Гитл прикрыла глаза и находилась где-то далеко-далеко минут десять.

— Шлойме тебя бил? — спросила я строго, когда она открыла глаза.

— Нет, — улыбнулась Гитл. — Он сдал себя врачам. Разбил витрину, попал в полицию, а оттуда его послали в сумасшедший дом. Мне сказали, что лечение будет долгим. Но он не будет есть их пищу.

— Пусть поголодает.

— Нет-нет! — испуганно воскликнула Гитл. — Когда он голоден, это просто беда! Его необходимо кормить вовремя. Я пойду.

Она покрыла мое лицо поцелуями и на сей раз позволила проводить себя до калитки. Улица была пуста.

— Такси не придет? — спросила я.

— Какое такси? — удивилась Гитл. — Тут пять минут до автобуса, а такси дорого стоит.

Предопределение создает кошмарную путаницу: невыплаченные в прошлых жизнях долги, интриги на самом верху небесной иерархии, ссоры между демонами и ангелами, постоянное взвешивание заслуг и проступков каждой души, а также мотивов к их совершению, да еще и обстоятельства этой души, со всеми ее слабостями и сильными сторонами, умением и неумением толковать Божественные предначертания, указующие знаки, запреты и ситуации, эти запреты отменяющие… В этой схеме мне было не разобраться. А вот выяснить у Симы, правда ли, что она сдала гэбухе реб Зейде при молчаливом согласии мамы, было необходимо.

И я вылетела в Париж.

А там выяснилось, что Сима хочет взять с Паньоля компенсацию за то, что он оставил нас с мамой на произвол судьбы.
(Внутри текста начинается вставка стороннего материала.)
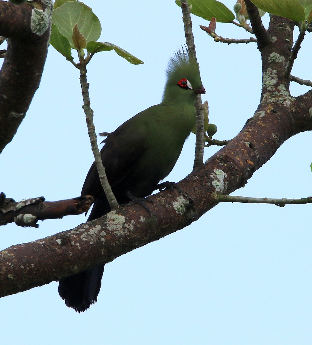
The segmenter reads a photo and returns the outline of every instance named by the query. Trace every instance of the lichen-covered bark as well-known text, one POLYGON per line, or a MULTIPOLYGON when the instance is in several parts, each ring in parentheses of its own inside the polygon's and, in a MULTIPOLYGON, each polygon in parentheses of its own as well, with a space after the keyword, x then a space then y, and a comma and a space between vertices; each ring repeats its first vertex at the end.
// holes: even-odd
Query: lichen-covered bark
POLYGON ((174 190, 153 196, 151 215, 138 205, 120 207, 74 229, 0 252, 0 296, 108 262, 185 227, 216 206, 217 194, 243 186, 286 140, 312 130, 311 92, 292 97, 285 73, 293 28, 290 21, 271 17, 271 41, 261 50, 257 109, 235 138, 179 183, 182 195, 174 190))
POLYGON ((52 2, 0 2, 0 35, 7 38, 0 71, 0 152, 12 139, 39 86, 48 51, 52 2), (35 5, 34 5, 35 6, 35 5))

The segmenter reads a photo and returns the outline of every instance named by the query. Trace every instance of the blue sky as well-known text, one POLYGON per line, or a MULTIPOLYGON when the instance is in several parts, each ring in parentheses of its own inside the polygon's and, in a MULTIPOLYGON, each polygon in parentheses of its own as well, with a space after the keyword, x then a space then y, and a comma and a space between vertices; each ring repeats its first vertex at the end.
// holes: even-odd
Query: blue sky
MULTIPOLYGON (((234 2, 224 2, 232 9, 234 2)), ((102 28, 99 40, 144 61, 130 65, 114 52, 97 54, 88 66, 97 132, 109 132, 160 100, 169 57, 184 44, 181 10, 174 1, 86 0, 102 28)), ((255 44, 214 42, 193 31, 209 120, 216 139, 235 136, 253 115, 261 82, 255 44)), ((267 24, 269 16, 264 22, 267 24)), ((233 24, 220 36, 248 38, 233 24)), ((295 34, 298 34, 296 32, 295 34)), ((293 74, 312 79, 307 34, 293 74)), ((16 200, 47 200, 80 195, 93 161, 79 71, 51 47, 40 87, 13 141, 0 156, 1 189, 16 200)), ((308 88, 292 85, 297 96, 308 88)), ((101 139, 101 138, 100 138, 101 139)), ((301 198, 312 194, 311 135, 291 138, 235 195, 301 198)), ((191 135, 168 176, 177 182, 191 170, 191 135)), ((207 159, 218 149, 205 149, 207 159)), ((3 344, 106 345, 311 343, 312 235, 311 206, 224 203, 189 226, 106 266, 98 302, 82 314, 65 306, 58 283, 0 299, 3 344)), ((39 229, 1 228, 1 247, 74 227, 84 215, 47 220, 39 229)))

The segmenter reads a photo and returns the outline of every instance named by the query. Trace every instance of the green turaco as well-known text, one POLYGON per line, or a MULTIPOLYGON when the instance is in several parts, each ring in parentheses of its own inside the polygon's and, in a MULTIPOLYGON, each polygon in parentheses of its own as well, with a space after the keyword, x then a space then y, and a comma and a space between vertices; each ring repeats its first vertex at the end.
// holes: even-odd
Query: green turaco
MULTIPOLYGON (((158 189, 172 170, 186 139, 194 127, 196 96, 205 93, 197 62, 188 52, 178 51, 170 60, 161 102, 139 112, 115 131, 106 133, 101 150, 108 182, 118 202, 129 196, 143 198, 158 189)), ((94 163, 81 195, 94 204, 88 220, 110 210, 94 163)), ((96 301, 104 264, 62 278, 59 292, 66 305, 81 313, 96 301)))

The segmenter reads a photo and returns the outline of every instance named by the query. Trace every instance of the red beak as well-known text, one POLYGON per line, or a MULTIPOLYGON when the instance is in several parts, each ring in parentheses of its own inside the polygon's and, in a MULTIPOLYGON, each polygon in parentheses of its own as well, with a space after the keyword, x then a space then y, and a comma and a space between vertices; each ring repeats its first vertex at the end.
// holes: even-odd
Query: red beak
POLYGON ((197 90, 194 90, 194 92, 196 92, 196 93, 201 93, 202 95, 206 95, 206 90, 203 86, 202 86, 200 89, 197 89, 197 90))

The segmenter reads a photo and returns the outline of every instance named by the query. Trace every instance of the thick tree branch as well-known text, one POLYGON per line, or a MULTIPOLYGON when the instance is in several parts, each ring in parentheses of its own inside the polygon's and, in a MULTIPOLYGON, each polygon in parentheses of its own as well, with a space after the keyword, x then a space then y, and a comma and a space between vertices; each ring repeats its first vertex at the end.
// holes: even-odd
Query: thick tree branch
POLYGON ((285 140, 312 130, 310 95, 293 98, 292 107, 274 97, 272 104, 260 105, 236 137, 179 183, 182 195, 164 191, 152 196, 151 215, 137 205, 120 208, 118 213, 0 252, 0 296, 111 261, 189 225, 216 205, 218 195, 244 185, 285 140))
POLYGON ((0 35, 8 38, 0 71, 0 152, 25 117, 47 57, 53 4, 49 0, 32 3, 40 8, 0 1, 0 35))
POLYGON ((260 104, 235 138, 180 181, 182 195, 175 190, 153 196, 151 215, 137 205, 120 207, 74 229, 0 252, 0 296, 111 261, 185 227, 216 206, 218 195, 244 186, 285 140, 312 130, 312 92, 292 97, 283 76, 293 25, 271 17, 269 32, 276 39, 261 52, 260 104))
POLYGON ((271 40, 270 35, 263 26, 257 7, 251 0, 245 0, 245 3, 252 27, 253 32, 257 38, 258 48, 261 51, 263 48, 270 43, 271 40))
POLYGON ((0 225, 14 222, 20 226, 38 228, 38 220, 81 214, 88 212, 93 203, 93 198, 90 195, 58 201, 45 200, 43 197, 39 197, 16 203, 11 199, 5 206, 0 207, 0 225))

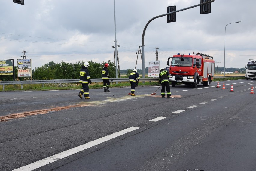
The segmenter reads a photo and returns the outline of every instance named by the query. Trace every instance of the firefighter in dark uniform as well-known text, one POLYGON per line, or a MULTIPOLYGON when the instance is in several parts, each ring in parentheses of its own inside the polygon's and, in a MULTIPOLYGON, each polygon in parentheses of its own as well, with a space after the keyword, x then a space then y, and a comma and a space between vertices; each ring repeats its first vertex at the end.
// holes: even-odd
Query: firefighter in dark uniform
POLYGON ((86 62, 82 66, 82 68, 80 70, 80 80, 79 82, 82 83, 82 89, 80 90, 78 96, 80 98, 83 98, 83 94, 84 94, 85 99, 90 98, 89 97, 89 86, 88 84, 91 84, 92 82, 90 79, 90 75, 87 68, 90 65, 89 63, 86 62))
POLYGON ((102 71, 102 79, 103 81, 103 88, 104 89, 104 92, 110 92, 110 91, 108 90, 110 84, 109 78, 110 77, 110 76, 108 73, 108 67, 109 66, 109 65, 108 63, 105 64, 102 71), (106 84, 107 85, 106 89, 106 84))
POLYGON ((171 89, 170 89, 170 82, 169 82, 169 73, 168 71, 163 68, 160 68, 159 75, 159 82, 162 85, 162 90, 161 94, 162 98, 164 98, 164 89, 166 87, 166 92, 167 92, 167 98, 170 98, 171 89))
POLYGON ((131 96, 135 95, 135 87, 138 86, 139 81, 139 76, 137 73, 137 70, 134 69, 129 75, 129 81, 131 83, 131 96))

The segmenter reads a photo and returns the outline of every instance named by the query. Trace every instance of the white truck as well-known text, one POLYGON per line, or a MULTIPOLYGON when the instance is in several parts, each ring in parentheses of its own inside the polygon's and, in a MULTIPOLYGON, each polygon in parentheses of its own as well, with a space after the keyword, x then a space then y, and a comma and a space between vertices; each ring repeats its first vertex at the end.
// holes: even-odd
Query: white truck
POLYGON ((256 59, 250 59, 245 66, 245 78, 247 80, 256 78, 256 59))

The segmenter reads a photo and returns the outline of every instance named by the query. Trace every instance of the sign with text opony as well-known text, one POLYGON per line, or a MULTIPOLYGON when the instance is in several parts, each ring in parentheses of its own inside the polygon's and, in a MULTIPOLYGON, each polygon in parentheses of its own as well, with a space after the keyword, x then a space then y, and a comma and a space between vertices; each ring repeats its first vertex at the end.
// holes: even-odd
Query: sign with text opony
POLYGON ((158 77, 159 72, 159 61, 152 61, 148 62, 148 77, 158 77))
POLYGON ((31 67, 31 59, 18 60, 18 67, 31 67))
POLYGON ((18 76, 31 76, 31 69, 27 68, 18 69, 18 76))

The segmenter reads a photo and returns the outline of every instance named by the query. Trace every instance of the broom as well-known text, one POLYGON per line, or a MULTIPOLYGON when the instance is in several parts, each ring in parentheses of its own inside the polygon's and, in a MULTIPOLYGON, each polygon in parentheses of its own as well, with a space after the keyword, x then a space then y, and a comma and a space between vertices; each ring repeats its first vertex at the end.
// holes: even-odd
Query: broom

— Она требует часть моих картин! — произнес Паньоль трагическим шепотом, перегнувшись через стол и донося это кошмарное известие до моего носа вместе с недобрым запахом изо рта.

— Твои картины? Зачем они ей?

— У меня есть много хороших картин. Я их покупал и выменивал, когда они ничего не стоили. Я понимаю в живописи! — обиженно проворчал Паньоль. — Я покупал картины у Модильяни, Сутина и Вламинка. У меня есть все, даже Пикассо. А этот жмот драл цену, даже когда его никто не знал, никто, кроме последних шлюх с плас Пигаль! Несколько картин я продал и живу на эти деньги уже много лет. А она хочет меня обобрать. Лучше я завещаю картины тебе.

— Ну а она кому их хочет завещать? Приюту для некрещеных младенцев?

— Она хочет потратить все деньги на адвокатов, чтобы отсудить какие-то лаборатории своего папаши!

Ого! Если Сима решила отстаивать семейное имущество, лучше не совать ей палки в колеса. Даже советская власть отодвинулась и оставила в Симиных руках неподеленную квартиру ее родителей. А сколько было наветов, подметных писем и зловредных интриг, но никому не удалось победить нашу Симу. Где уж Паньолю! Но все-таки… Использовать втемную нас с мамой против деда? Или мама в доле?